Check Categories¶

The Performance Check advisor runs up to 8 check categories, each targeting a different area of warehouse health. Every finding includes a severity level, a human-readable message, and — where applicable — a ready-to-run T-SQL fix.

1. Warehouse Type Detection¶

Property	Value
Category constant	`CATEGORY_WAREHOUSE_TYPE`
Config toggle	Always runs
Applies to	DataWarehouse, LakeWarehouse

Detects the Fabric item edition. The result gates subsequent checks — for example, V-Order is only meaningful on DataWarehouse.

Check	Level	When
`edition_detected`	INFO	Edition successfully determined
`edition_detection_failed`	INFO	Query failed (defaults to Unknown)

2. Data Types¶

Property	Value
Category constant	`CATEGORY_DATA_TYPES`
Config toggle	`check_data_types`
Applies to	DataWarehouse, LakeWarehouse

Scans INFORMATION_SCHEMA.COLUMNS for column-level anti-patterns that hurt performance in Fabric's columnar Delta Parquet engine.

Full Check List¶

Check Name	Level	What It Detects	Why It Matters
`varchar_max_detected`	CRITICAL	`VARCHAR(MAX)`	Engine allocates maximum memory during sort/hash, causing spills. Disqualifies queries from result set caching.
`oversized_varchar`	WARNING	`VARCHAR(n)` at or above `oversized_varchar_threshold` (default 8 000)	Inflated cost estimates; statistics less accurate when declared length far exceeds actual data.
`char_used_instead_of_varchar`	WARNING	`CHAR(n)` columns	Fixed-length padding wastes space when actual values are shorter than `n`.
`decimal_over_precision`	WARNING	`DECIMAL` / `NUMERIC` with precision above `decimal_over_precision_threshold` (default 18)	Over-provisioned precision increases per-row storage cost.
`float_for_monetary_data`	WARNING	`FLOAT` / `REAL` on columns whose name matches a monetary pattern	Approximate types introduce rounding errors in financial calculations.
`bigint_for_small_range`	INFO	`BIGINT` on columns whose name suggests small-range values (year, month, qty, …)	`INT` (4 bytes) or `SMALLINT` (2 bytes) would be sufficient.
`datetime_stored_as_string`	WARNING	String columns whose name suggests date/time data	Prevents date arithmetic, disables predicate pushdown, increases storage.
`nullable_column`	INFO	Nullable columns with names suggesting required fields (id, key, code, …)	Null bitmaps add metadata overhead; NOT NULL improves statistics and optimizations.

Name-Pattern Heuristics¶

The data type checks use regex patterns to infer column purpose from its name:

Pattern	Matches (examples)	Used By
Date/time	`created_at`, `order_date`, `start_dt`, `timestamp`	`datetime_stored_as_string`
Monetary	`amount`, `price`, `total_cost`, `net_revenue`, `discount`	`float_for_monetary_data`
Small-range	`year`, `month`, `qty`, `status`, `version`, `rank`	`bigint_for_small_range`
Required field	`_id`, `_key`, `_code`, `pk_`, `sk_`, `fk_`	`nullable_column`

Configuration Knobs¶

Every individual data type check can be toggled independently. See the Configuration Reference for all available parameters.

Example Findings¶

❌ [dbo].[FactSales].[Description]
   VARCHAR(MAX) column detected.
   The engine allocates maximum potential memory during sort/hash
   operations, causing memory spills and slow queries.
   → Determine the actual max length with:
     SELECT MAX(LEN([Description])) FROM [dbo].[FactSales]

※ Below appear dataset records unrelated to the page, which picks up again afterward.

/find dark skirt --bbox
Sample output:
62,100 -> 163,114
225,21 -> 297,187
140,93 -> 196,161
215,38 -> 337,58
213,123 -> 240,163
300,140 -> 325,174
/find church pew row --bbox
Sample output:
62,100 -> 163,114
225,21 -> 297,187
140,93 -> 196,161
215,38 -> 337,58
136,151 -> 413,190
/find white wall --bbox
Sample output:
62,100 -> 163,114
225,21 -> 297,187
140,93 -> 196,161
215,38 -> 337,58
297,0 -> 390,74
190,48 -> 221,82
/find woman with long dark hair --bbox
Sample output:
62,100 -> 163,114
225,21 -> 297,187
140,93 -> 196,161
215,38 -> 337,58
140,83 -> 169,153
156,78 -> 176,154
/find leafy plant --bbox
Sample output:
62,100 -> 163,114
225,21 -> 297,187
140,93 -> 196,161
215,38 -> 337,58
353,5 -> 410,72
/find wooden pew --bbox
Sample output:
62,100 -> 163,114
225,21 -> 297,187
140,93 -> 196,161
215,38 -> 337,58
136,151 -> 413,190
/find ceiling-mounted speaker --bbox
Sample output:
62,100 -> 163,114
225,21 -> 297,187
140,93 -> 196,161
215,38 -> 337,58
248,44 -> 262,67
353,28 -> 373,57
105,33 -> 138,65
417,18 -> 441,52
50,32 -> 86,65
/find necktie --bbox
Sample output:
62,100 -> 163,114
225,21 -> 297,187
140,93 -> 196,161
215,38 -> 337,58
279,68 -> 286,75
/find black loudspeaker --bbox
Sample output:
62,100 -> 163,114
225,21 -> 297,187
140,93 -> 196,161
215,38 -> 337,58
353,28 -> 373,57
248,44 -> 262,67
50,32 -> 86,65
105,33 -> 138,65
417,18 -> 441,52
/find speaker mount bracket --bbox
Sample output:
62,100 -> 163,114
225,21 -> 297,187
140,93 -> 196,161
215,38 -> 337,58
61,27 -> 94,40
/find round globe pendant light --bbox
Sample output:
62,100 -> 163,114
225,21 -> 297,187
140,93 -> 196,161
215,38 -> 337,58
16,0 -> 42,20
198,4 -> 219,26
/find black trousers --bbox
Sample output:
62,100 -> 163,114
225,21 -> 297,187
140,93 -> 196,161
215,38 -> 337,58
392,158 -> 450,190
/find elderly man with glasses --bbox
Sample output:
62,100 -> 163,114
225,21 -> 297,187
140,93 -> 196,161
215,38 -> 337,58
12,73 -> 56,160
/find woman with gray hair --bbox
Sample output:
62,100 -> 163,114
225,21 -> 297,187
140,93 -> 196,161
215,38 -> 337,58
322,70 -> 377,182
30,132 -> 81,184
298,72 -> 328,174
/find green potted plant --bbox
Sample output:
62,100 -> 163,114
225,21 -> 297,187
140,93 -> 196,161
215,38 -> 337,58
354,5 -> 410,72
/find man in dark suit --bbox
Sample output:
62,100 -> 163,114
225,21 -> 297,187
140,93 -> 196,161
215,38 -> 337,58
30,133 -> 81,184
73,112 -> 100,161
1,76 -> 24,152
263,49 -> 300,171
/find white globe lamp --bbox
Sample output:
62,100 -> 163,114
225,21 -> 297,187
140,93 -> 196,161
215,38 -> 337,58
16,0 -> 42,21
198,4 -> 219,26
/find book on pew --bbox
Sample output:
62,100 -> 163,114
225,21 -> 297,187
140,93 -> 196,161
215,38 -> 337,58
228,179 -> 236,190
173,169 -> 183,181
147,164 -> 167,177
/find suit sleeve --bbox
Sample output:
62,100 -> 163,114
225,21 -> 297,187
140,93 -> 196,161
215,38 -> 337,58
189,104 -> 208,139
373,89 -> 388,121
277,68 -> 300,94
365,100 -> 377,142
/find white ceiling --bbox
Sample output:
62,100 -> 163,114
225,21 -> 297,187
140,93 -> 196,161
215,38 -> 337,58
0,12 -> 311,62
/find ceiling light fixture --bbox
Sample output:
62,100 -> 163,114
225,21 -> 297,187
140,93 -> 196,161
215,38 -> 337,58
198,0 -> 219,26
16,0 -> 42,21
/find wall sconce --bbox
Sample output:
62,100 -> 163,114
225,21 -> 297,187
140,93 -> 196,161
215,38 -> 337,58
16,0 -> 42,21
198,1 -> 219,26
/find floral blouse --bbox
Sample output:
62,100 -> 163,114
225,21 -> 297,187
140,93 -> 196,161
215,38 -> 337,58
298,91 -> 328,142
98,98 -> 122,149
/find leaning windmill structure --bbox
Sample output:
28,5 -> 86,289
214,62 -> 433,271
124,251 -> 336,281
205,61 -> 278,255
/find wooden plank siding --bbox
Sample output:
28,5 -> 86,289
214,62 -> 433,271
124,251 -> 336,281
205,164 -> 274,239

⚠️ [dbo].[DimCustomer].[FullName]
   VARCHAR(4000) is excessively large.
   → Check actual max length and resize.

3. Caching¶

Property	Value
Category constant	`CATEGORY_CACHING`
Config toggle	`check_caching`
Applies to	DataWarehouse

Analyses result-set caching configuration and cold-start behaviour using sys.databases and queryinsights.exec_requests_history.

Full Check List¶

Check Name	Level	What It Detects
`result_cache_enabled`	INFO	Result set caching is ON (good)
`result_cache_disabled`	WARNING	Result set caching is OFF
`result_cache_status_unknown`	WARNING	Could not determine status
`cache_hit_summary`	INFO	Summary of cache hits/misses over the lookback window
`low_cache_hit_ratio`	WARNING	Hit ratio below `cache_hit_ratio_warning_threshold` (default 30%)
`cold_start_detected`	INFO / WARNING	Queries fetching data from remote storage (OneLake)
`no_query_history`	INFO	No records in Query Insights for the lookback period

How Caching Analysis Works¶

Step 1 — Result Cache Status

Check if Result Cache is enabled.

Step 2 — Cache Hit Ratio (over cold_start_lookback_hours)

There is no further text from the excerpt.